バターリッチ・フィアンセ
またもや火花を散らしそうな二人の間で私が慌てていると、昴さんはフンと鼻を鳴らして言った。
「執事くんもなかなか正直になってきたねー。その方が面白いからいいけど」
「面白いとは心外ですが、以前より正直になることにしたのは確かです。僕はまだあなたを信用できないので」
「おー、怖い怖い」
この二人の会話はいつもハラハラする。
結局最後は昴さんがかわすような形で終わるからいいけれど、見ているこっちは気が気じゃないんだから……。
とりあえず大きな喧嘩にならずに済んでほっと胸を撫で下ろしていると、昴さんに続いて琴絵お姉様もキッチンから出てきた。
その手には、やっぱりサンドイッチの乗ったお皿。
「織絵、伊原! 一緒に味を見てちょうだい! 自信作よ!」
すっかり上機嫌の彼女を見て、私はふと思いつく。
……そうだ。今のうちに義兄に電話して、ここに来てもらおう。
昨夜の喧嘩から、こんなに美味しそうなサンドイッチを作れるようになった姉の姿を見たら、きっと仲直りができるはずだわ。

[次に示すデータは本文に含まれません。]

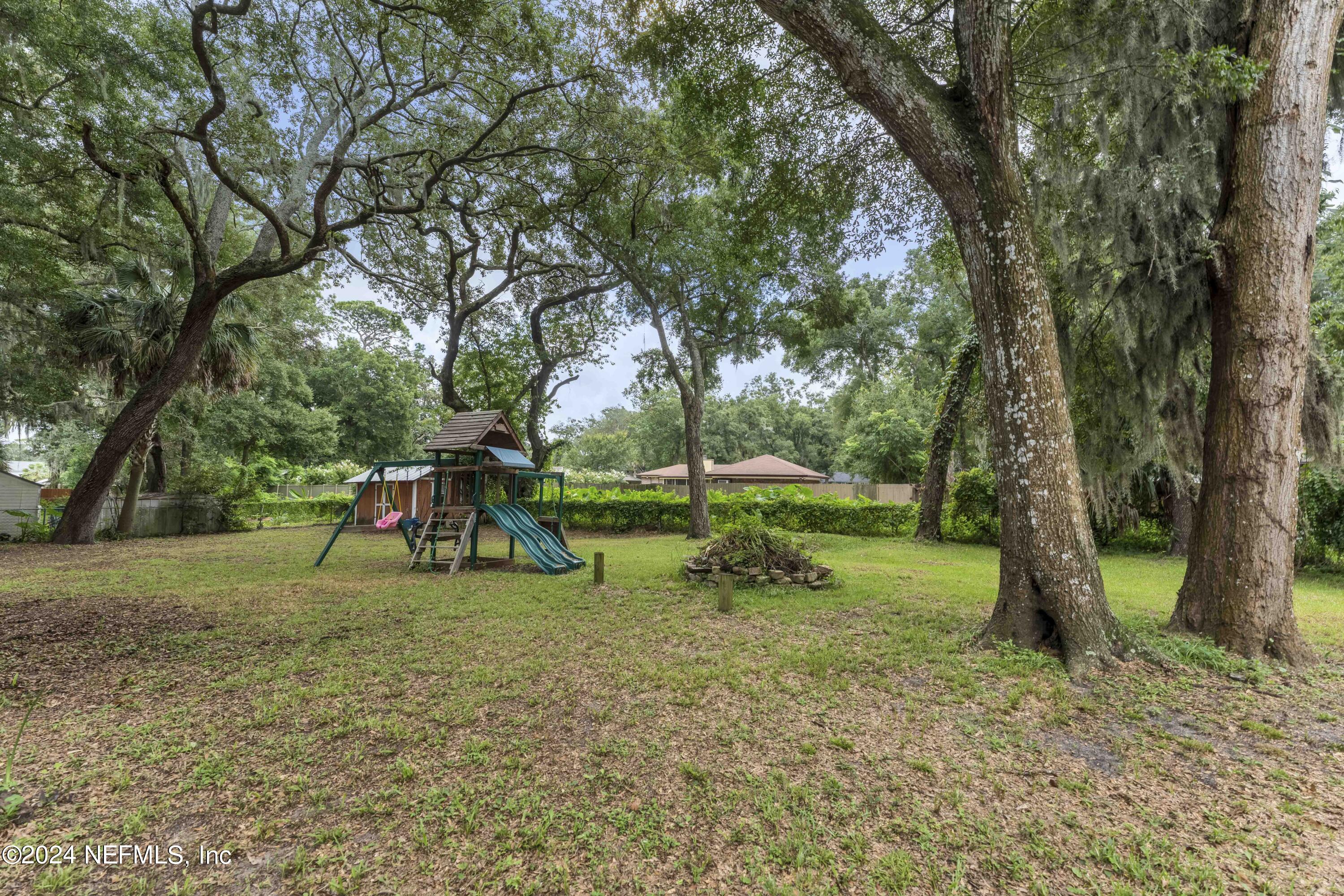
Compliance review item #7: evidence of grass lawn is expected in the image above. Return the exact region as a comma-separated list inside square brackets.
[0, 528, 1344, 896]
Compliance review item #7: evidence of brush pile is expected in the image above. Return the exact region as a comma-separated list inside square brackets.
[685, 516, 831, 588]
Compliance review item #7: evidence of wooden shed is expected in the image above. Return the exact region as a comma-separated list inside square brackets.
[0, 470, 42, 538]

「すごく美味しそう! 私、洗面所で手を洗ってから来るわね」
さりげなくスマホを持ってバスルームの扉を開けると、私は義兄の携帯に早速かけてみた。
お仕事中かもしれないけど、もしそうならメールも打っておこう。
本当はできればすぐに、あのサンドイッチ、食べさせてあげたいのだけれど――――
呼び出し音が鳴る間、私は祈るように彼が出るのを待っていた。